In an aspect, a neuron n may be modeled as a spiking leaky-integrate-and-fire neuron with a membrane voltage v_n(t) governed by the following dynamics:

$\begin{matrix} \frac{\partial v_{n} (t)}{\partial t} = α v_{n} (t) + β \sum_{m} w_{m, n} y_{m} (t - Δ t_{m, n}), & (2) \end{matrix}$

where α and β are parameters, w_m,nis a synaptic weight for the synapse connecting a presynaptic neuron m to a postsynaptic neuron n, and y_m(t) is the spiking output of the neuron m that may be delayed by dendritic or axonal delay according to Δt_m,nuntil arrival at the neuron n's soma.

It should be noted that there is a delay from the time when sufficient input to a postsynaptic neuron is established until the time when the postsynaptic neuron actually fires. In a dynamic spiking neuron model, such as Izhikevich's simple model, a time delay may be incurred if there is a difference between a depolarization threshold v_tand a peak spike voltage v_peak. For example, in the simple model, neuron soma dynamics can be governed by the pair of differential equations for voltage and recovery, i.e.:

$\begin{matrix} \frac{\partial v}{\partial t} = (k (v - v_{t}) (v - v_{r}) - u + I) / C, & (3) \\ \frac{\partial u}{\partial t} = a (b (v - v_{r}) - u), & (4) \end{matrix}$

where v is a membrane potential, u is a membrane recovery variable, k is a parameter that describes time scale of the membrane potential v, a is a parameter that describes time scale of the recovery variable u, b is a parameter that describes sensitivity of the recovery variable u to the sub-threshold fluctuations of the membrane potential v, v_ris a membrane resting potential, I is a synaptic current, and C is a membrane's capacitance. In accordance with this model, the neuron is defined to spike when v>v_peak.

Hunzinger Cold Model

The Hunzinger Cold neuron model is a minimal dual-regime spiking linear dynamical model that can reproduce a rich variety of neural behaviors.
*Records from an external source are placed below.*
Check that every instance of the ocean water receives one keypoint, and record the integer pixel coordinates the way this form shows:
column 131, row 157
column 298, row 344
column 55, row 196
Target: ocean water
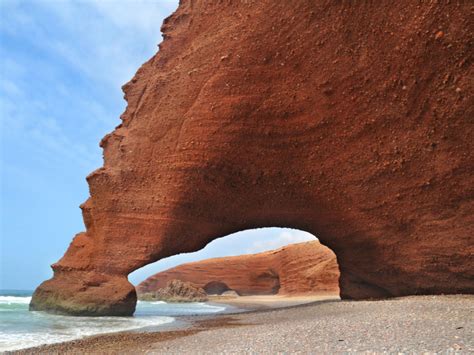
column 20, row 328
The model's one- or two-dimensional linear dynamics can have two regimes, wherein the time constant (and coupling) can depend on the regime. In the sub-threshold regime, the time constant, negative by convention, represents leaky channel dynamics generally acting to return a cell to rest in a biologically-consistent linear fashion. The time constant in the supra-threshold regime, positive by convention, reflects anti-leaky channel dynamics generally driving a cell to spike while incurring latency in spike-generation.
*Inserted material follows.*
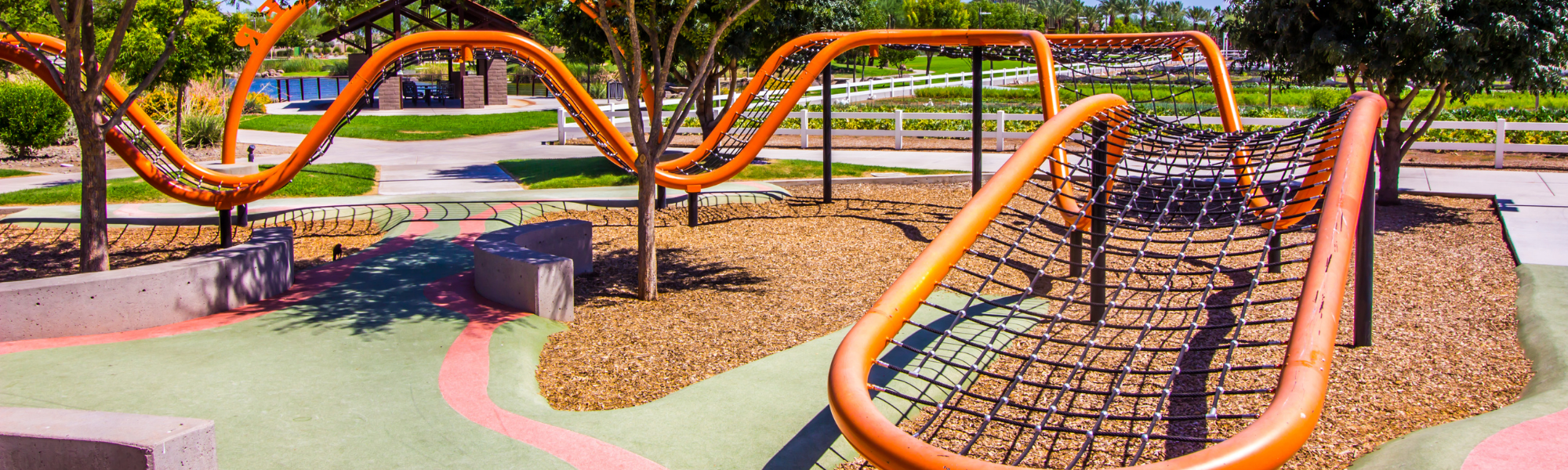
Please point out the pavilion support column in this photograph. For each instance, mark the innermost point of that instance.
(391, 95)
As illustrated in FIG. 4, the dynamics of the model 400 may be divided into two (or more) regimes. These regimes may be called the negative regime 402 (also interchangeably referred to as the leaky-integrate-and-fire (LIF) regime, not to be confused with the LIF neuron model) and the positive regime 404 (also interchangeably referred to as the anti-leaky-integrate-and-fire (ALIF) regime, not to be confused with the ALIF neuron model). In the negative regime 402, the state tends toward rest (v₋) at the time of a future event. In this negative regime, the model generally exhibits temporal input detection properties and other sub-threshold behavior. In the positive regime 404, the state tends toward a spiking event (v_s). In this positive regime, the model exhibits computational properties, such as incurring a latency to spike depending on subsequent input events. Formulation of dynamics in terms of events and separation of the dynamics into these two regimes are fundamental characteristics of the model.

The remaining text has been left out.